Hence, evolution is his strongest ally, not his main enemy as his unfortunate terminology suggests (to those who read these forums).
timothya @ 1:
As a computer programmer for many years, I understand that nothing you see on your computer screen “just happens”. Everything, down to the tiniest pixel that you can see with a 10x loupe, is there because someone designed it that way.
As someone who has worked on cars a bit, I understand that when you press the gas pedal, acceleration doesn’t “just happen”. There are many complex mechanisms and interrelated subsystems under the hood of your car that are designed to do this very thing.
I’m sorry, but you have lost me, Timothy. “I understand how it works, therefore it is not designed” is a non sequitur. The fact that some attribute or function does not “just happen”, but is produced by a complex mechanism, is evidence for design.
timothya:
Funny. Dawkins explains it by reference to who gets the most sunlight. If it weren’t for gravity trees would be as tall as, well, the sun.
timothya:
Ah. So it wasn’t “evolution” that did it.
Esteemed Mung!!! Tim’s as thick as two short planks.
nightlight @11:
Well, I hear you. Might be good for design proponents to try to take back the word “evolution” (like Mung suggested the other day we should take back the word “creationist”). I just can’t get too exercised about Hunter referring to the term in the way that 99% of the population understands it.
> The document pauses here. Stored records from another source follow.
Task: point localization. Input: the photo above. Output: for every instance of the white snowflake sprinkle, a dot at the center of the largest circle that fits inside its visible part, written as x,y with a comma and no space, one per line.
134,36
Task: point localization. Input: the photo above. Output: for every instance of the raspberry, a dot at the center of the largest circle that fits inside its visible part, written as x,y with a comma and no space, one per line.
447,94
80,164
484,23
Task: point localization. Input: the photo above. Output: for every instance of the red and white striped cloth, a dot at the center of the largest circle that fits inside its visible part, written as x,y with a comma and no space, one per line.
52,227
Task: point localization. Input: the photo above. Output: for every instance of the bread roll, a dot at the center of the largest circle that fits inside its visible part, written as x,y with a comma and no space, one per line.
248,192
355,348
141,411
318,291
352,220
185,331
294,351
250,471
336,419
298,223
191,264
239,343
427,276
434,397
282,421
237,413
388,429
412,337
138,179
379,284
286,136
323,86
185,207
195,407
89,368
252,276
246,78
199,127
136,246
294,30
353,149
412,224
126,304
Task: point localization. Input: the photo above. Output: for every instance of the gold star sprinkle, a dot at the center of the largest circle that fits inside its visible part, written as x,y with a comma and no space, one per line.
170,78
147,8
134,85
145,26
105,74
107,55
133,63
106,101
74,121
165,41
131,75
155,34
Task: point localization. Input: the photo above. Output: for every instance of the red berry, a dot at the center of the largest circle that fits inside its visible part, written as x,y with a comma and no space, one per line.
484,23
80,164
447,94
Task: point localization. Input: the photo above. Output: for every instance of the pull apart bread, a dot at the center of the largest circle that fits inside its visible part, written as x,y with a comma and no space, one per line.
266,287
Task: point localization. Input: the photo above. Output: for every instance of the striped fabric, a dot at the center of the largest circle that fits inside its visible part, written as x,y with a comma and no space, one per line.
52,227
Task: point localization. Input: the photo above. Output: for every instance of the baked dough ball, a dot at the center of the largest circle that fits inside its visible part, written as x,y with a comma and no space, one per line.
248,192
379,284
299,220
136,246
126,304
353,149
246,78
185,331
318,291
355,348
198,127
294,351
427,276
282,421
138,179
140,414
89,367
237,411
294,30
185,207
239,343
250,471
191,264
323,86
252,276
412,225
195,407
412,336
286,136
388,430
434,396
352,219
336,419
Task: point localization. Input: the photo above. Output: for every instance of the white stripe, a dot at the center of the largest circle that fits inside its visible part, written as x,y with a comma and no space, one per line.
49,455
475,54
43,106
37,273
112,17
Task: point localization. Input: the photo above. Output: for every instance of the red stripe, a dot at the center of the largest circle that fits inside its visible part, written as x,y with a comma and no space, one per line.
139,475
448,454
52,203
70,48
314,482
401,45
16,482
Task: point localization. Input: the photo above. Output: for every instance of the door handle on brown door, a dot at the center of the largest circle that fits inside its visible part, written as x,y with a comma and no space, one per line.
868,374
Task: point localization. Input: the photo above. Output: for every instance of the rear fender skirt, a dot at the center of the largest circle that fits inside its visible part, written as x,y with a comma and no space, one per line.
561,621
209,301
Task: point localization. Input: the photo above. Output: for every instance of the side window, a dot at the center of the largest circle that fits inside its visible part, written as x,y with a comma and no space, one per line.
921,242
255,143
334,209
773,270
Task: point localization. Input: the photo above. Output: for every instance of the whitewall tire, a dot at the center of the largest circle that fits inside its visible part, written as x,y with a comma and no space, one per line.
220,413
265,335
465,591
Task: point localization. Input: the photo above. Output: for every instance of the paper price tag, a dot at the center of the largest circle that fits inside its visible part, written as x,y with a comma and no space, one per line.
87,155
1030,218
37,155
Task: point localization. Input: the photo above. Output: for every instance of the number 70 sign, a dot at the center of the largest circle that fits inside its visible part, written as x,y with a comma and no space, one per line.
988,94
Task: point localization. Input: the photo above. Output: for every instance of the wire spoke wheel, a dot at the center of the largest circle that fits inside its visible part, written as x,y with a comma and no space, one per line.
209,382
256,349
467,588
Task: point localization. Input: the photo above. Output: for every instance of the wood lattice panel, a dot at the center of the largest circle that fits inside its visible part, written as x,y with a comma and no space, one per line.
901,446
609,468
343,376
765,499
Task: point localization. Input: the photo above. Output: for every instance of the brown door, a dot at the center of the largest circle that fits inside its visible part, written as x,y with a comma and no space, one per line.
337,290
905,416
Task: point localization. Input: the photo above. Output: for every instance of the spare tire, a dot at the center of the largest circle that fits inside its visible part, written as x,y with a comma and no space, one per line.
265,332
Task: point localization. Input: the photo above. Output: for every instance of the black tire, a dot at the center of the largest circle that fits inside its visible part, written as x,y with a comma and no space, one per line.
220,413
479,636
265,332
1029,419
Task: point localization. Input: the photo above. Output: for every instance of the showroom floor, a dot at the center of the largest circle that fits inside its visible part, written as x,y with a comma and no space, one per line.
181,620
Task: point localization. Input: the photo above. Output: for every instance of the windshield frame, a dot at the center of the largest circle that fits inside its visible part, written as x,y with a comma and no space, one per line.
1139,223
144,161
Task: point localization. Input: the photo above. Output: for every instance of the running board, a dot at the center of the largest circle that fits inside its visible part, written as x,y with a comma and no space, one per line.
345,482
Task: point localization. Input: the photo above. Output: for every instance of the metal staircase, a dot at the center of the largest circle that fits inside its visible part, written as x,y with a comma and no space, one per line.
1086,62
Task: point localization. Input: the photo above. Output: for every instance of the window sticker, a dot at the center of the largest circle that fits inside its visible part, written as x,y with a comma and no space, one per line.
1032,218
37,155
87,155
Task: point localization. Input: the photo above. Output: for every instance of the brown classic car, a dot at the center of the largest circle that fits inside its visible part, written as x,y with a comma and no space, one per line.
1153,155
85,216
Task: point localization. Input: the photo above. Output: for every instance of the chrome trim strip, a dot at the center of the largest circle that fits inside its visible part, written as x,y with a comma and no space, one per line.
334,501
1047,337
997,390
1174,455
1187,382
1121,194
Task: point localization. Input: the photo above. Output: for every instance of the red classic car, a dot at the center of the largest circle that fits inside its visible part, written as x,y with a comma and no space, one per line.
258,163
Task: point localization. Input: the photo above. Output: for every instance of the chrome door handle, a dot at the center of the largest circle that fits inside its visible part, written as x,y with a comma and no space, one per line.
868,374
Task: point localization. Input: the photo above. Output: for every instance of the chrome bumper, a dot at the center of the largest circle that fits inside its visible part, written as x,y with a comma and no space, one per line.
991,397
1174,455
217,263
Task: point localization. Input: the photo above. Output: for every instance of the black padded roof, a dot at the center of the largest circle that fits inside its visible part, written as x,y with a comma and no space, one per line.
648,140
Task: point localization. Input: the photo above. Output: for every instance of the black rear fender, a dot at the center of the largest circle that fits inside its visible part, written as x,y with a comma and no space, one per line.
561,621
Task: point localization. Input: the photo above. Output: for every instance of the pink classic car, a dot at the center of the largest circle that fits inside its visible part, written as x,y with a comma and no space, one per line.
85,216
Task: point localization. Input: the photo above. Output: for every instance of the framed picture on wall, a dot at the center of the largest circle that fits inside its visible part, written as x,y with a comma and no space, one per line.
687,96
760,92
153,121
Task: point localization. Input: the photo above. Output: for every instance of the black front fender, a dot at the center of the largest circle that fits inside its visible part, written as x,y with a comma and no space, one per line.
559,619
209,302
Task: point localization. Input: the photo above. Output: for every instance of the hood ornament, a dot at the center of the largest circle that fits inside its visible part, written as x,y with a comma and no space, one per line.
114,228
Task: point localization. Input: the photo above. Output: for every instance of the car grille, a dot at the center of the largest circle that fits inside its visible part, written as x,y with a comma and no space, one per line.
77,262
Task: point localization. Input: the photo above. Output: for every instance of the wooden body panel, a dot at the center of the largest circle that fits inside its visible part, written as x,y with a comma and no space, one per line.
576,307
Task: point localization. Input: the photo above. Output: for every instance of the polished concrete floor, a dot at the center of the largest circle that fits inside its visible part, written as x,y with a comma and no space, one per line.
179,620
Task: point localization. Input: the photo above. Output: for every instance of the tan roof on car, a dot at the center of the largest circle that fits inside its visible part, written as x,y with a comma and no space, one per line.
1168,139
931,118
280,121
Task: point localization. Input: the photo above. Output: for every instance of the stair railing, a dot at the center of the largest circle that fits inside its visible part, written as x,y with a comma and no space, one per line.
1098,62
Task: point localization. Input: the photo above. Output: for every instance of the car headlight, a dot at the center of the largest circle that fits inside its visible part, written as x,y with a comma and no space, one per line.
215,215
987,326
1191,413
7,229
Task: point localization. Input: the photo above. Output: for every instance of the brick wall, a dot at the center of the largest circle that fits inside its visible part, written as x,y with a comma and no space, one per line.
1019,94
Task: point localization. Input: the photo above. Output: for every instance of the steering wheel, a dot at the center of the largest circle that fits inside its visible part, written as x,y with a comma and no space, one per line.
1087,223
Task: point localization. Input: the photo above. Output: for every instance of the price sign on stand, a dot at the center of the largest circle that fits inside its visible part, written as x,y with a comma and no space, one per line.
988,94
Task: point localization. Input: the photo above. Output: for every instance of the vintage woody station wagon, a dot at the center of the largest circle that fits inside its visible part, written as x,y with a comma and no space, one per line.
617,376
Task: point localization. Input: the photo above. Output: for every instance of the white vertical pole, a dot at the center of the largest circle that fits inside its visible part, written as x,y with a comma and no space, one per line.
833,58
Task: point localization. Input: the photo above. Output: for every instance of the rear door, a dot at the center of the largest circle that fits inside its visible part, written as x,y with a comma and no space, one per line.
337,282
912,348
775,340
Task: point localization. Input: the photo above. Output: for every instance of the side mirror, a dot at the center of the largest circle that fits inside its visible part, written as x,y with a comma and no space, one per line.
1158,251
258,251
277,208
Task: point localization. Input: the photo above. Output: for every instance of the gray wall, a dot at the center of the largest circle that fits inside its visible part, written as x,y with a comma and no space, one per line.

And Darwinism itself might not be quite the right word either, as it arguably excludes things like chemical evolution and materialistic OOL research that often come under the broad umbrella of “evolution.” So we are left with imperfect words in either case, unless we attach a number of qualifiers every time we utter the word.
See, there is in an interesting example of the word evolution in the most broad and non-specific sense. It is of course perfectly legitimate to use it in this context as you do. Personally, I tend not to use the word “evolution” in such a broad vague sense to refer to the development of technology over time. I think it is too passive and takes away from the actual sense of design work that was involved. But that is just a personal preference.